5.4. Vast staat dat [eiser] eigenaar is van het onroerend goed. Niet weersproken is dat gedaagden daar zonder recht of titel verblijven. Gedaagden maken daarmee inbreuk op het eigendomsrecht van [eiser] , waardoor de vordering tot ontruiming in beginsel toegewezen kan worden. De gevorderde ontruiming komt de voorzieningenrechter ook niet onrechtmatig of ongegrond voor. Tegen de gevorderde ontruimingstermijn van drie dagen na betekening van het vonnis is evenmin verweer gevoerd, waardoor de voorzieningenrechter deze vordering zal toewijzen. De voorzieningenrechter overweegt over de vorderingen van eisers verder nog het volgende.
5.5. Op grond van artikel 557a lid 2 van het Wetboek van Burgerlijke Rechtsvordering (Rv) bepaalt de rechter dat een bevel tot ontruiming niet ten uitvoer kan worden gelegd, totdat hij omtrent het al dan niet bepalen van een termijn als bedoeld in lid 1 heeft beslist, na terzake inlichtingen te hebben ingewonnen bij burgemeester en wethouders van de gemeente waarin de onroerende zaak zich bevindt, tenzij dat onverenigbaar zou zijn met het belang van degene op wiens vordering het bevel tot ontruiming wordt gedaan. De voorzieningenrechter acht het onverenigbaar met het belang dat eisers bij de vordering hebben om nog nadere inlichtingen als bedoeld in artikel 557a lid 2 Rv in te winnen.
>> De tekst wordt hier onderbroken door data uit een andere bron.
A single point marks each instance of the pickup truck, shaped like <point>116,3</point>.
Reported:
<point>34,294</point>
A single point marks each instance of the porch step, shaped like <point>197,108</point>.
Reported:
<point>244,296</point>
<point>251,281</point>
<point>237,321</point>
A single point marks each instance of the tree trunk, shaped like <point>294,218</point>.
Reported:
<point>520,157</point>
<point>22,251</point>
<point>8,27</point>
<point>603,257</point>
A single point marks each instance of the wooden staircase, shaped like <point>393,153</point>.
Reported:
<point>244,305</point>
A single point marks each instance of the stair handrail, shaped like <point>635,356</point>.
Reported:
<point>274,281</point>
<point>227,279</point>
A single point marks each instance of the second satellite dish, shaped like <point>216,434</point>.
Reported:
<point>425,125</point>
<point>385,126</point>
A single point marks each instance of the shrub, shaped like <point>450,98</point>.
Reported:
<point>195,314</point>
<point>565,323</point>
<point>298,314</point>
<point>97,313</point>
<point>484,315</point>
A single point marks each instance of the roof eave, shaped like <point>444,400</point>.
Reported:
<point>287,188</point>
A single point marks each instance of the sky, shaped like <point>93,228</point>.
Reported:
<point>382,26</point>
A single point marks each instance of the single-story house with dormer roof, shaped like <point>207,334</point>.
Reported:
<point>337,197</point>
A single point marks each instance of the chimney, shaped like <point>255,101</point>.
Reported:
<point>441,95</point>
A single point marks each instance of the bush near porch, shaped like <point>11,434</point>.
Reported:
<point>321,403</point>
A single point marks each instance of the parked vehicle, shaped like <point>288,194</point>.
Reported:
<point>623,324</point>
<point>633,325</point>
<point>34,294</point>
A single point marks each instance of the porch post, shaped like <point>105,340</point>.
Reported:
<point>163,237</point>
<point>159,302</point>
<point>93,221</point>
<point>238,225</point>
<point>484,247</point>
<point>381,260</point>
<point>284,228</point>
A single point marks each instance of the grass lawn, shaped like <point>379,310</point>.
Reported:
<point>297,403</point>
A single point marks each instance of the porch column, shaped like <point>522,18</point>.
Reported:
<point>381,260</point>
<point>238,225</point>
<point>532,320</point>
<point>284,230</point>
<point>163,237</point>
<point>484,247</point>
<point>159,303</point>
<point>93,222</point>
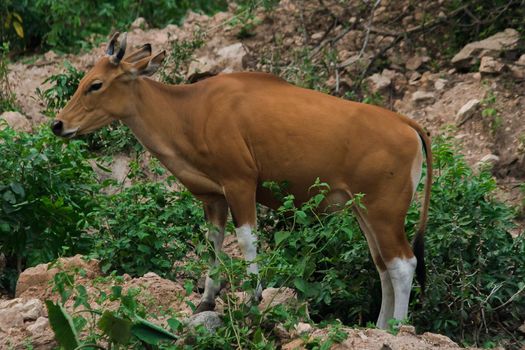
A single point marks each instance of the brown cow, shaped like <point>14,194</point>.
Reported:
<point>224,136</point>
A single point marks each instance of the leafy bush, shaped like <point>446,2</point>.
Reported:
<point>7,97</point>
<point>476,273</point>
<point>66,25</point>
<point>144,228</point>
<point>46,187</point>
<point>476,270</point>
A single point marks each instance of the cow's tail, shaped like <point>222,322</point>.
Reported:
<point>418,245</point>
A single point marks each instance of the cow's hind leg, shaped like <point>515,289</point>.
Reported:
<point>388,228</point>
<point>216,212</point>
<point>241,199</point>
<point>387,290</point>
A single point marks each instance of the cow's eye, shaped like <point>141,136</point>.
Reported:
<point>95,86</point>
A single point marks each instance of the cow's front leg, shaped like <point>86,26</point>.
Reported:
<point>216,213</point>
<point>241,199</point>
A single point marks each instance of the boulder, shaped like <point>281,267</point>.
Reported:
<point>10,318</point>
<point>225,59</point>
<point>34,281</point>
<point>491,65</point>
<point>506,41</point>
<point>40,327</point>
<point>209,319</point>
<point>423,97</point>
<point>16,120</point>
<point>378,82</point>
<point>139,23</point>
<point>272,297</point>
<point>467,111</point>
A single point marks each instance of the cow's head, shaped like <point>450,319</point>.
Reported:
<point>105,93</point>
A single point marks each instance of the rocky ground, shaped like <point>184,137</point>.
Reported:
<point>446,95</point>
<point>24,320</point>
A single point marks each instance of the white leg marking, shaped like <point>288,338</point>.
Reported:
<point>417,166</point>
<point>401,272</point>
<point>211,287</point>
<point>387,300</point>
<point>248,244</point>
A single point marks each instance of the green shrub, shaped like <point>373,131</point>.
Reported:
<point>144,228</point>
<point>46,187</point>
<point>476,270</point>
<point>7,97</point>
<point>66,25</point>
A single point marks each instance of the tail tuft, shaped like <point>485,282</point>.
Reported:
<point>418,247</point>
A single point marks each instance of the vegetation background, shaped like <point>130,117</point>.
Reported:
<point>54,202</point>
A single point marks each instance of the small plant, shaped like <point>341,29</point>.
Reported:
<point>7,97</point>
<point>63,86</point>
<point>147,218</point>
<point>180,56</point>
<point>46,188</point>
<point>125,326</point>
<point>491,113</point>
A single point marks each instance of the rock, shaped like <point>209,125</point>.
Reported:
<point>406,329</point>
<point>439,340</point>
<point>490,65</point>
<point>36,279</point>
<point>209,319</point>
<point>413,63</point>
<point>440,84</point>
<point>303,328</point>
<point>522,328</point>
<point>233,55</point>
<point>39,327</point>
<point>487,160</point>
<point>505,41</point>
<point>272,297</point>
<point>139,23</point>
<point>31,310</point>
<point>16,120</point>
<point>151,275</point>
<point>317,36</point>
<point>423,97</point>
<point>467,111</point>
<point>378,82</point>
<point>50,56</point>
<point>10,318</point>
<point>518,68</point>
<point>226,59</point>
<point>294,345</point>
<point>414,78</point>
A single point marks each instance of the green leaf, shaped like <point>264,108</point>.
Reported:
<point>18,189</point>
<point>281,236</point>
<point>117,329</point>
<point>150,333</point>
<point>62,325</point>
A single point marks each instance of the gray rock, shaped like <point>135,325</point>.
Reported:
<point>491,65</point>
<point>467,111</point>
<point>139,23</point>
<point>378,82</point>
<point>10,318</point>
<point>39,327</point>
<point>508,40</point>
<point>209,319</point>
<point>16,120</point>
<point>422,97</point>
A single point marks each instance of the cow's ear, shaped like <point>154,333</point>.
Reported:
<point>149,65</point>
<point>141,53</point>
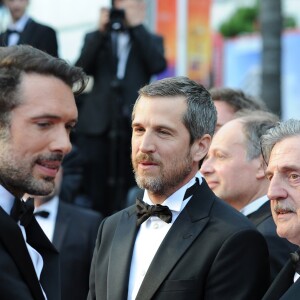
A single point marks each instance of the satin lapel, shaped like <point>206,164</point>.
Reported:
<point>4,39</point>
<point>50,276</point>
<point>120,256</point>
<point>61,226</point>
<point>187,227</point>
<point>12,238</point>
<point>282,282</point>
<point>293,292</point>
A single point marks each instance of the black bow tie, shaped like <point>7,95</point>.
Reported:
<point>144,210</point>
<point>11,31</point>
<point>296,260</point>
<point>23,211</point>
<point>42,213</point>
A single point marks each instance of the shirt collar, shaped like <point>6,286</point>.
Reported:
<point>20,24</point>
<point>254,205</point>
<point>6,199</point>
<point>50,206</point>
<point>175,201</point>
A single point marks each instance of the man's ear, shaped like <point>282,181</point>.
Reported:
<point>200,147</point>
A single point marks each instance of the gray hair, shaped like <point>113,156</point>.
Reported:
<point>200,117</point>
<point>237,99</point>
<point>280,132</point>
<point>255,125</point>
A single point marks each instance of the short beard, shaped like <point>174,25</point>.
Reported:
<point>167,181</point>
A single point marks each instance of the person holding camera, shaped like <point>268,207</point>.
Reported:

De kamers in het onroerend goed worden verhuurd, waarbij de huurders gebruik maken van een aantal gemeenschappelijke ruimtes, zoals de toegang, hal, gangen en de tuin. De krakers maken ook gebruik van deze ruimtes, waardoor het woongenot van de legitieme huurders wordt geschaad. Dit maakt ook de verhuur van kamers onmogelijk. Eisers hebben verschillende brieven van de gemeente Roosendaal overgelegd waaruit volgt dat sprake is van overlast en dat de gemeente wil gaan handhaven. Gelet hierop hebben eisers belang bij een spoedige ontruiming van de gekraakte kamers.
5.6. De gevorderde machtiging om de ontruiming zo nodig zelf te doen uitvoeren met behulp van de sterke arm van justitie zal worden afgewezen, omdat zij ingevolge artikel 556 lid 1 en artikel 557 Rv overbodig is.
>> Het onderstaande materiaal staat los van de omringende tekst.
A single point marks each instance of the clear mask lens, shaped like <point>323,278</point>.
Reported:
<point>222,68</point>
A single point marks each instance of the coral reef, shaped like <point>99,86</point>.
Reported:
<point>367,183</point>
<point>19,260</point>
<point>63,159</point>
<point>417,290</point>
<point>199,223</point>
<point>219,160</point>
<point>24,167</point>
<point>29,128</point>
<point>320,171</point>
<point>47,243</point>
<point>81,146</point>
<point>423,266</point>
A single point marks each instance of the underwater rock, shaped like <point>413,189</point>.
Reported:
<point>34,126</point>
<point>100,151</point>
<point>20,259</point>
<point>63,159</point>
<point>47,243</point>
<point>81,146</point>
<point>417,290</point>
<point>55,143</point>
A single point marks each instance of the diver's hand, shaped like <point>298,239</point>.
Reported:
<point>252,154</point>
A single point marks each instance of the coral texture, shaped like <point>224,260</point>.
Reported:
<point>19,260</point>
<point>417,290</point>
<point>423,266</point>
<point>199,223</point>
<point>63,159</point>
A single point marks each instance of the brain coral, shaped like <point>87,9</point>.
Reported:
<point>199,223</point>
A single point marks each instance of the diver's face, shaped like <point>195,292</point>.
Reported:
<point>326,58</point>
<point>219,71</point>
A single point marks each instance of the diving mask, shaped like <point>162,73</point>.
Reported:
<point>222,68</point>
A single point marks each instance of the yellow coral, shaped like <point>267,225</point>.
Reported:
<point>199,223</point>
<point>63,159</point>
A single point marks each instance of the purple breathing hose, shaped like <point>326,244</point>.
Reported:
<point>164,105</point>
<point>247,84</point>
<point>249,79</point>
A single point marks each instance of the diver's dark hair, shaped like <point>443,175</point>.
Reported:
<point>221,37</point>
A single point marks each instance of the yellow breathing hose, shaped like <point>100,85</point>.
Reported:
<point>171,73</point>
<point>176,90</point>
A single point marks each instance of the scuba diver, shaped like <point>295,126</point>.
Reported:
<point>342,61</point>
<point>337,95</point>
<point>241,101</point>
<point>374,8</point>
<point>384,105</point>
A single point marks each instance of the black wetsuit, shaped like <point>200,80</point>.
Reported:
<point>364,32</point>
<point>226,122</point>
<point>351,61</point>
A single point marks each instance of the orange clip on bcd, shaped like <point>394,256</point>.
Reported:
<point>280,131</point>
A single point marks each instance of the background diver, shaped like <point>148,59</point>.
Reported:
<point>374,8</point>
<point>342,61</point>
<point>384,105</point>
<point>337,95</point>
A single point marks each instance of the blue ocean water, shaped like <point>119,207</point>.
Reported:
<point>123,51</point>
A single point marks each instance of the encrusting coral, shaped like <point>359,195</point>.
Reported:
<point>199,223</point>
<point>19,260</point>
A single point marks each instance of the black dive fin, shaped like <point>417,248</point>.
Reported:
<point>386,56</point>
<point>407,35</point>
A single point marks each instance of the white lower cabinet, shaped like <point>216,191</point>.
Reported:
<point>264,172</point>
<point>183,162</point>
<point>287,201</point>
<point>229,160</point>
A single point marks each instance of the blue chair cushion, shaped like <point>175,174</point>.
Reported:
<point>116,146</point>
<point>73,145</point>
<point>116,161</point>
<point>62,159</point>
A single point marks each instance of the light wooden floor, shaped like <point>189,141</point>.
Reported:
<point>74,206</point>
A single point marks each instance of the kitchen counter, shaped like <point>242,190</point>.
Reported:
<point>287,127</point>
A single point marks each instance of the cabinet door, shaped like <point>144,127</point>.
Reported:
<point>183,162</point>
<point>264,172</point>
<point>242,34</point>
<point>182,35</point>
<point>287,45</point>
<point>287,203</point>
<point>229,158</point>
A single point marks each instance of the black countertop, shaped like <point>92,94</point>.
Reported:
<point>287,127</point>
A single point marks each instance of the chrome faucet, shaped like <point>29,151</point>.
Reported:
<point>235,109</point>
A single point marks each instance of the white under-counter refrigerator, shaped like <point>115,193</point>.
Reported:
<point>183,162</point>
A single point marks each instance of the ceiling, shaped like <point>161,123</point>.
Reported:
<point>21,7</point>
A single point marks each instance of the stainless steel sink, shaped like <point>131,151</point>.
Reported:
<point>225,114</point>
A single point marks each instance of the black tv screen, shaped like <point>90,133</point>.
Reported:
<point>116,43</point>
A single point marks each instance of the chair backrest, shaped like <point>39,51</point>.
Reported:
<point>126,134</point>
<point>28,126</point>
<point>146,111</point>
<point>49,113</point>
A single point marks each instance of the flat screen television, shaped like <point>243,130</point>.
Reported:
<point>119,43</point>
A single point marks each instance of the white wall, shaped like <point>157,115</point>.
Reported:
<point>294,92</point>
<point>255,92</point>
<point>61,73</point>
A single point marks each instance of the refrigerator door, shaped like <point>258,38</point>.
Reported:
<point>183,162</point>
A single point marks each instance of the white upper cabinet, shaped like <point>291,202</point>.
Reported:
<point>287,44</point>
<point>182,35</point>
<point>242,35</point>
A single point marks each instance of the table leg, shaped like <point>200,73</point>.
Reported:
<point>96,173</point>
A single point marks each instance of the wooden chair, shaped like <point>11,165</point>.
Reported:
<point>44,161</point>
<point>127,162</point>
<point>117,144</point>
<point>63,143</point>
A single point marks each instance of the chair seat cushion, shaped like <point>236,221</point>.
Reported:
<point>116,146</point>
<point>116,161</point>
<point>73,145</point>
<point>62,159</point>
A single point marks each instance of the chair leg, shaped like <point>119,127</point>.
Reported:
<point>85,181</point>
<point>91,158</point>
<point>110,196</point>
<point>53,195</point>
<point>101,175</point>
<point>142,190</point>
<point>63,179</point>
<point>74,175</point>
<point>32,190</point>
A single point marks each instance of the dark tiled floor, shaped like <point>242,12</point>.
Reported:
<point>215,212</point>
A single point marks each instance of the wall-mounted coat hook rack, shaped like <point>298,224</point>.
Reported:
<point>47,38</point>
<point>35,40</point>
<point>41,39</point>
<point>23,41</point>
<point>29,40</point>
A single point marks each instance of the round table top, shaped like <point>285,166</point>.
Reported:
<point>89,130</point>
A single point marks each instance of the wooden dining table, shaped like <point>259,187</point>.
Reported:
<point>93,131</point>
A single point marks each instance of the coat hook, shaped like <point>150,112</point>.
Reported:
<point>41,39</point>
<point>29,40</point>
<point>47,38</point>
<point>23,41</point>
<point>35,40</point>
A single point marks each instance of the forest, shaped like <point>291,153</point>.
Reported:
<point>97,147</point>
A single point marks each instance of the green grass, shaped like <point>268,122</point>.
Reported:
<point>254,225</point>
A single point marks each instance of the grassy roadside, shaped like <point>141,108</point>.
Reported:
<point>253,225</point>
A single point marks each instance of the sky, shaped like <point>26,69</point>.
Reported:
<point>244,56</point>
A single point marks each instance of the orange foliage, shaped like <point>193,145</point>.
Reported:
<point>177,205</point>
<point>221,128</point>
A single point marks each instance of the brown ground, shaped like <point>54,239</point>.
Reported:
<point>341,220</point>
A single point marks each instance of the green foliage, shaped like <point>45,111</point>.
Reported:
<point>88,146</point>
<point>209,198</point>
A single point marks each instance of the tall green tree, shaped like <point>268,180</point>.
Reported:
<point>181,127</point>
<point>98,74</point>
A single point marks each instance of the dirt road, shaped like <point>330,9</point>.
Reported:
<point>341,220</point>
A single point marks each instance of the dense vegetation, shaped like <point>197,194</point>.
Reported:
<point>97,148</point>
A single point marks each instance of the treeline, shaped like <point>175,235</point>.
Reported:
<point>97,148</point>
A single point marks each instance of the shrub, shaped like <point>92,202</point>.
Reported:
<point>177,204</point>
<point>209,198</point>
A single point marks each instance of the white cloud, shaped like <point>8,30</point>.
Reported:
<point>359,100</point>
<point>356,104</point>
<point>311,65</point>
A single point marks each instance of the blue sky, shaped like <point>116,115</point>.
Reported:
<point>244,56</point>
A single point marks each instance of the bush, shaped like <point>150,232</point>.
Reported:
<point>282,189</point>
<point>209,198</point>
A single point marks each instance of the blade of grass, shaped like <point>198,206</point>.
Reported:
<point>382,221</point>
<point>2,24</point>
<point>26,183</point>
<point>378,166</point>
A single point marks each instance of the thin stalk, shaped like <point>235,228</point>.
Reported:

5.7. Eisers vorderen verder op grond van artikel 557a lid 3 Rv dat de veroordeling tot ontruiming (bij herkraak) tot één jaar na de dag waartegen de ontruiming is geëffectueerd ten uitvoer kan worden gelegd. Die formulering sluit niet aan bij de formulering van de termijn genoemd in artikel 557a lid 3 Rv. De voorzieningenrechter zal de vordering daarom toewijzen conform artikel 557a lid 3 Rv.
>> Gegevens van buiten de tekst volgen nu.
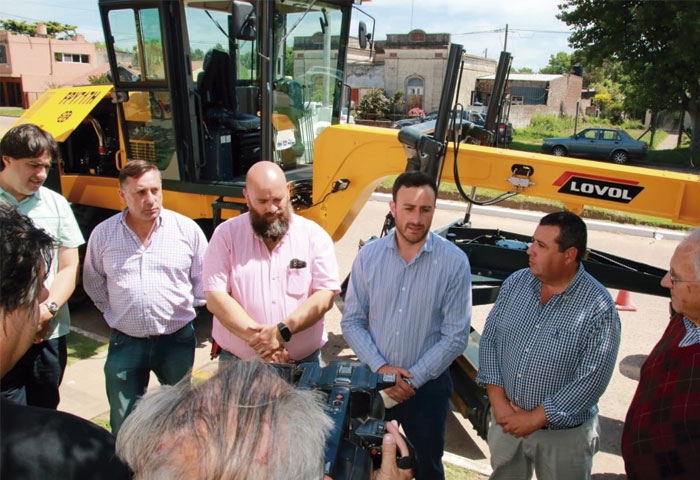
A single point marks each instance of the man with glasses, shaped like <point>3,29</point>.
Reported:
<point>27,154</point>
<point>661,437</point>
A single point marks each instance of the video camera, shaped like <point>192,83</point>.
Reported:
<point>354,446</point>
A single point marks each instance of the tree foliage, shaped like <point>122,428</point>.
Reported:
<point>655,44</point>
<point>374,104</point>
<point>559,64</point>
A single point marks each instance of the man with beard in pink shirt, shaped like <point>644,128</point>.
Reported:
<point>270,276</point>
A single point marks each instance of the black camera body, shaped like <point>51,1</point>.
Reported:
<point>353,448</point>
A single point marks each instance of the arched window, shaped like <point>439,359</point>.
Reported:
<point>414,86</point>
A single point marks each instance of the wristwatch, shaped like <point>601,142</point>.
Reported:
<point>284,331</point>
<point>52,307</point>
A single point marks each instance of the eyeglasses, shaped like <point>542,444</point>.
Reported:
<point>675,280</point>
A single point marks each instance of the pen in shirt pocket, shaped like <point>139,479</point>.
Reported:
<point>296,263</point>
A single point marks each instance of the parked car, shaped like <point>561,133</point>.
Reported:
<point>503,131</point>
<point>602,143</point>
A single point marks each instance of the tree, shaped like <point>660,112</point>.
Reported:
<point>374,104</point>
<point>655,44</point>
<point>558,64</point>
<point>18,28</point>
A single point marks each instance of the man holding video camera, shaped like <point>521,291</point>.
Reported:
<point>245,422</point>
<point>407,311</point>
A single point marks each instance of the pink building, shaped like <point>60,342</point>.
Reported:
<point>31,65</point>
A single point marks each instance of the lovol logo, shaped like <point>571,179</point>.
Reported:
<point>591,186</point>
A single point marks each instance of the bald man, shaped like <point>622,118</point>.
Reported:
<point>269,277</point>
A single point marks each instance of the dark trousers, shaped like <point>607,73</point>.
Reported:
<point>35,379</point>
<point>423,419</point>
<point>130,361</point>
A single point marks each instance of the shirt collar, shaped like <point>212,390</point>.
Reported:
<point>8,197</point>
<point>428,245</point>
<point>126,210</point>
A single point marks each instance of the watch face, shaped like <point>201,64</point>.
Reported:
<point>53,307</point>
<point>284,332</point>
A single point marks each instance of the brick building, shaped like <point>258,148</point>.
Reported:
<point>536,93</point>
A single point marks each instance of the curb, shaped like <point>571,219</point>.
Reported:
<point>645,232</point>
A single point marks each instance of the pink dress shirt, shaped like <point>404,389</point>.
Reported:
<point>265,284</point>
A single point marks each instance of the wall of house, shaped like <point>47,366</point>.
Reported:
<point>564,92</point>
<point>32,59</point>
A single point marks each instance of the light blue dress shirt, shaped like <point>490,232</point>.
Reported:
<point>413,315</point>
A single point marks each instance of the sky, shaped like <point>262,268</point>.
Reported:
<point>534,33</point>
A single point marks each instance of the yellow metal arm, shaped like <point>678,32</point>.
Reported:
<point>366,155</point>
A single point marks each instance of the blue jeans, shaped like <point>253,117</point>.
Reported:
<point>35,378</point>
<point>423,418</point>
<point>130,361</point>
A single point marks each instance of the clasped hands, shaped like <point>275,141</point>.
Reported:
<point>267,345</point>
<point>517,421</point>
<point>403,390</point>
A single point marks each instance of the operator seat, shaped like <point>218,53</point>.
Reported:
<point>216,89</point>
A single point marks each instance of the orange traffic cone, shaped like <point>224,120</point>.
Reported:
<point>624,303</point>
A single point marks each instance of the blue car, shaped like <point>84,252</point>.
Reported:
<point>601,143</point>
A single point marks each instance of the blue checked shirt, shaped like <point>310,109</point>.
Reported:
<point>146,290</point>
<point>413,315</point>
<point>560,355</point>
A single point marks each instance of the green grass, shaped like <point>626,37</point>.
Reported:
<point>453,472</point>
<point>81,347</point>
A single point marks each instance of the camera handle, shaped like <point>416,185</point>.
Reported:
<point>337,408</point>
<point>371,434</point>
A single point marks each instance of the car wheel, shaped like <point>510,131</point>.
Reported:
<point>559,151</point>
<point>620,157</point>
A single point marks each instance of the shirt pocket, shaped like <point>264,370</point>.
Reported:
<point>298,282</point>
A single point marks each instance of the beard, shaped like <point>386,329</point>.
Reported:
<point>271,227</point>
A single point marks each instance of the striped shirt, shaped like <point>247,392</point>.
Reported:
<point>413,315</point>
<point>51,212</point>
<point>146,290</point>
<point>560,355</point>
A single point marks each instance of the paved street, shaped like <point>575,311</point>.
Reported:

5.8. Gedaagden zijn in het ongelijk gesteld en moeten daarom de proceskosten (inclusief nakosten) betalen. De proceskosten van eisers worden begroot op:
6 De beslissing
De voorzieningenrechter
6.1. verleent verstek tegen gedaagden,
6.2. veroordeelt gedaagden om binnen drie dagen na betekening van dit vonnis de gebouwde onroerende zaak of een gedeelte daarvan aan [adres] , intern genummerd kamers [kamer 1] , [kamer 2] en [kamer 3] te [plaats 2] te ontruimen met alle daarin aanwezige personen en zaken, tenzij deze zaken van eisers zijn,
6.3. bepaalt dat deze veroordeling binnen de in artikel 557a lid 3 Rv genoemde termijn van een jaar ook ten uitvoer zal kunnen worden gelegd tegen een ieder die zich ten tijde van de tenuitvoerlegging daar bevindt of daar binnentreedt en telkens wanneer dat zich voordoet,
6.4. veroordeelt gedaagden in de proceskosten van € 2.982,91, te betalen binnen veertien dagen na aanschrijving daartoe, te vermeerderen met € 92,00 plus de kosten van betekening als gedaagden niet tijdig aan de veroordelingen voldoen en het vonnis daarna wordt betekend,
6.5. verklaart dit vonnis tot zover uitvoerbaar bij voorraad,
6.6. wijst het meer of anders gevorderde af.
Dit vonnis is gewezen door Sterk en in het openbaar uitgesproken op 24 september 2025.